Leo dies this weekend, and I tell myself I won’t shed a single tear about it. He’s a psychopath, a killer, a blackhearted villain who has destroyed countless families.
Including my own. Twenty-seven months ago, he murdered my father.
Which is why working as his executive assistant for the last two months has been… difficult, to say the least.
For two years before that, I worked for his father, Salvatore Russo, watching, gathering information, spying, reporting back to my aunt. I was supposed to hate Salvatore Russo too, and in the beginning, I did.
But two years is a long time to be in daily contact with someone without acknowledging the layers they reveal.
I fought against myself every time a part of me grew softer for the man who’d given me a job because he and my mother had known each other when they were kids. The man who seemed so kind and generous, who’d never raised his voice to me, even when I made mistakes.
As I sit on the side of the road now, cars whizzing past, I remember the time I dropped an armful of folders, business documents, spreadsheets. I knew it would take me hours to put them back into order. It was only a week into my new job, and I’d been nervous and unsure of myself, terrified that I’d be fired, that I’d fail my aunt.
She’d expected me to fail. She’d told me so, point blank.Your father had no faith in you, she’d said.He knew you are good at nothing, goodfornothing.
Her voice and his are always lurking at the edges of my thoughts.
“Stupid,” I’d admonished myself as I dropped to the floor, desperate to gather the papers. “I’m so, so stupid.” I could hear my father’s voice in my head, spitting the words at me in stereo.
I hadn’t realized my new boss was close enough to hear me.
“You are not stupid,” Salvatore had said, squatting down opposite me and gathering papers into a pile. “No more beating yourself up for no reason.
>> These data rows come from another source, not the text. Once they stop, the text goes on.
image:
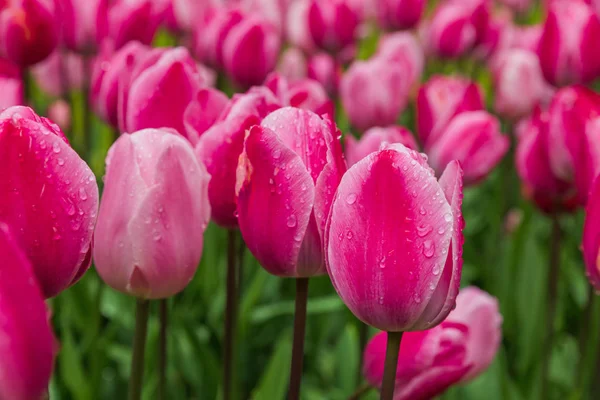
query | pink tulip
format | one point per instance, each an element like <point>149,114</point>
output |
<point>399,14</point>
<point>441,99</point>
<point>520,85</point>
<point>565,48</point>
<point>474,139</point>
<point>28,30</point>
<point>393,241</point>
<point>84,23</point>
<point>376,138</point>
<point>48,196</point>
<point>28,345</point>
<point>375,92</point>
<point>287,177</point>
<point>456,351</point>
<point>153,214</point>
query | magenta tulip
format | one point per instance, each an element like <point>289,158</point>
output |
<point>48,197</point>
<point>456,351</point>
<point>153,214</point>
<point>287,177</point>
<point>28,30</point>
<point>376,138</point>
<point>565,49</point>
<point>28,345</point>
<point>474,139</point>
<point>393,241</point>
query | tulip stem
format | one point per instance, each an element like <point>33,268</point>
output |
<point>298,346</point>
<point>139,346</point>
<point>162,349</point>
<point>551,303</point>
<point>230,315</point>
<point>391,364</point>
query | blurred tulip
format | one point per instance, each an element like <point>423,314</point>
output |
<point>456,351</point>
<point>441,99</point>
<point>286,180</point>
<point>375,92</point>
<point>474,139</point>
<point>399,14</point>
<point>393,241</point>
<point>28,347</point>
<point>569,34</point>
<point>153,214</point>
<point>48,196</point>
<point>376,138</point>
<point>84,23</point>
<point>28,30</point>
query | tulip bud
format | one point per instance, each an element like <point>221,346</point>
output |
<point>48,197</point>
<point>28,31</point>
<point>456,351</point>
<point>29,345</point>
<point>376,138</point>
<point>393,241</point>
<point>474,139</point>
<point>441,99</point>
<point>286,180</point>
<point>153,214</point>
<point>570,31</point>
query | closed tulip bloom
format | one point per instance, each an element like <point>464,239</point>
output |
<point>48,196</point>
<point>393,241</point>
<point>287,177</point>
<point>28,345</point>
<point>441,99</point>
<point>399,14</point>
<point>153,214</point>
<point>376,138</point>
<point>570,32</point>
<point>28,30</point>
<point>456,351</point>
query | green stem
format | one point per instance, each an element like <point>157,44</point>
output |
<point>391,364</point>
<point>139,346</point>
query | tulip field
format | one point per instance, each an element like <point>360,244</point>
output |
<point>300,199</point>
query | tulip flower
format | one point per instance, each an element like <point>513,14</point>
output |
<point>441,99</point>
<point>454,352</point>
<point>28,342</point>
<point>28,31</point>
<point>399,14</point>
<point>474,139</point>
<point>153,213</point>
<point>375,92</point>
<point>48,197</point>
<point>376,138</point>
<point>570,31</point>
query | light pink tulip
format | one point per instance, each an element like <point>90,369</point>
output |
<point>48,196</point>
<point>28,346</point>
<point>287,177</point>
<point>393,241</point>
<point>153,214</point>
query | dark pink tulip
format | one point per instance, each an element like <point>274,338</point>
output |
<point>28,30</point>
<point>441,99</point>
<point>375,92</point>
<point>287,177</point>
<point>565,49</point>
<point>457,350</point>
<point>48,196</point>
<point>153,214</point>
<point>84,23</point>
<point>376,138</point>
<point>28,346</point>
<point>393,241</point>
<point>474,139</point>
<point>399,14</point>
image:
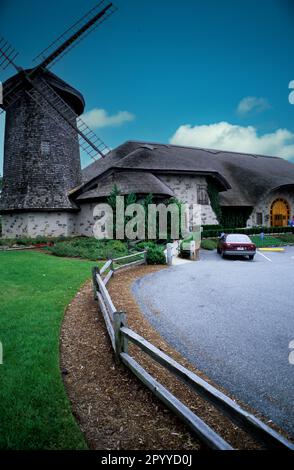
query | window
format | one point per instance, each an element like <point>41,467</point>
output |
<point>45,147</point>
<point>202,196</point>
<point>259,219</point>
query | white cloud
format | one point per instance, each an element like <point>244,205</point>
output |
<point>98,118</point>
<point>226,136</point>
<point>252,103</point>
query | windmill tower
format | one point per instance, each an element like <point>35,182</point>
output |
<point>43,136</point>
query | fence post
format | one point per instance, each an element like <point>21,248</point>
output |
<point>193,250</point>
<point>169,254</point>
<point>95,271</point>
<point>121,343</point>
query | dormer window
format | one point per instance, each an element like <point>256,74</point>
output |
<point>45,147</point>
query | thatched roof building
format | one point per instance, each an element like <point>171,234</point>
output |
<point>244,181</point>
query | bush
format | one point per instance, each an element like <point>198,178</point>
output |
<point>155,255</point>
<point>209,244</point>
<point>146,245</point>
<point>90,248</point>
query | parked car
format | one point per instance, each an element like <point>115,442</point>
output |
<point>236,245</point>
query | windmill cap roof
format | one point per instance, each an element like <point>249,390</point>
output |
<point>71,96</point>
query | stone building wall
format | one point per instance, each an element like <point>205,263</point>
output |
<point>186,189</point>
<point>33,224</point>
<point>264,207</point>
<point>41,158</point>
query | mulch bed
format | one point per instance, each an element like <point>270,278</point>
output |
<point>113,409</point>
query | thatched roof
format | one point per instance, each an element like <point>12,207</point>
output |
<point>127,182</point>
<point>242,178</point>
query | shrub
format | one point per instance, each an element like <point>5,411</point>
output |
<point>209,244</point>
<point>146,244</point>
<point>90,248</point>
<point>155,255</point>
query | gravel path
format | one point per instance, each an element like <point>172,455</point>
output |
<point>233,319</point>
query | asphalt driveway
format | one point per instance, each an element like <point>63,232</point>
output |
<point>233,319</point>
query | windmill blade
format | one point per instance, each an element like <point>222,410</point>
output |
<point>7,55</point>
<point>74,35</point>
<point>46,97</point>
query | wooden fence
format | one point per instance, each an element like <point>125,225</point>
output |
<point>120,336</point>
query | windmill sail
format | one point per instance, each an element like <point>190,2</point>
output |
<point>74,35</point>
<point>7,55</point>
<point>46,97</point>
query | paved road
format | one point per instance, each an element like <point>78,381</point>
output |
<point>233,319</point>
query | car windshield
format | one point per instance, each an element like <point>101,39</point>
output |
<point>238,238</point>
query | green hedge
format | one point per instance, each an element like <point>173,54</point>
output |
<point>156,255</point>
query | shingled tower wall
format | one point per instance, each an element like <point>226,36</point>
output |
<point>41,165</point>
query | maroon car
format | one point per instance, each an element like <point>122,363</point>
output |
<point>236,245</point>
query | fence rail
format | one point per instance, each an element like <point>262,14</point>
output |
<point>120,336</point>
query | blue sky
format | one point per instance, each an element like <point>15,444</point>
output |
<point>206,73</point>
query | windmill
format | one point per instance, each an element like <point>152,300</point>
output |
<point>44,128</point>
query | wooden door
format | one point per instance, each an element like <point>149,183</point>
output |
<point>280,213</point>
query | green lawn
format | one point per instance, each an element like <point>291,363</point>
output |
<point>34,409</point>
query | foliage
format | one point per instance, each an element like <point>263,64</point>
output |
<point>144,202</point>
<point>146,244</point>
<point>155,255</point>
<point>34,408</point>
<point>90,248</point>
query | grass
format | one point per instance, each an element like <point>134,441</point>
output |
<point>34,410</point>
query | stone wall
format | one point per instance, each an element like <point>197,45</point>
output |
<point>185,189</point>
<point>264,207</point>
<point>41,158</point>
<point>32,224</point>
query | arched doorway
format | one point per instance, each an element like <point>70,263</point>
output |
<point>280,213</point>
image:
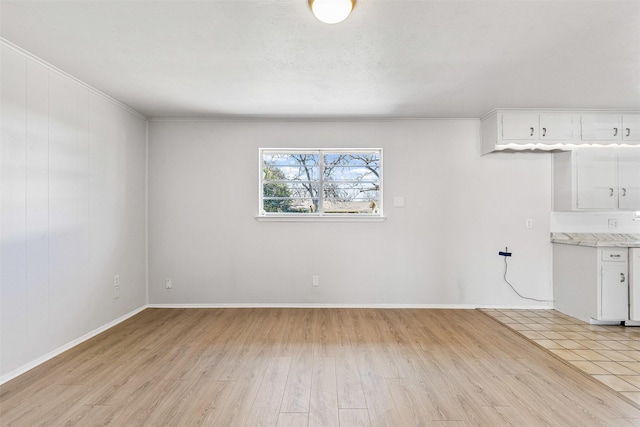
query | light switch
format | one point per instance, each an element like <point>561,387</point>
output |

You’re a smart, capable girl, Nicole. I see that even if you don’t. I have complete faith in you.”
Yeah. Times like that, I’d almost forgotten who and what Salvatore Russo really was. And who he and his family had destroyed.
Then, while out for dinner with his four sons, he’d been murdered. Two bullets, one to the heart, one to the head. My aunt would be horrified to know that I’d cried for hours when I’d heard the news.
A day later, Leo Russo was at my door. I hadn’t been able to tell if he was grieving his father’s loss. His expression had been made of cold, hard stone, his eyes black ice.
“You work for me now,” he’d said.
It wasn’t a question, it was a command. One I had expected. Because once you get a glimpse behind the Russo curtain—both the innocent exterior and the not-so-innocent interior—you're automatically enrolled in the ‘lifetime employment’ program.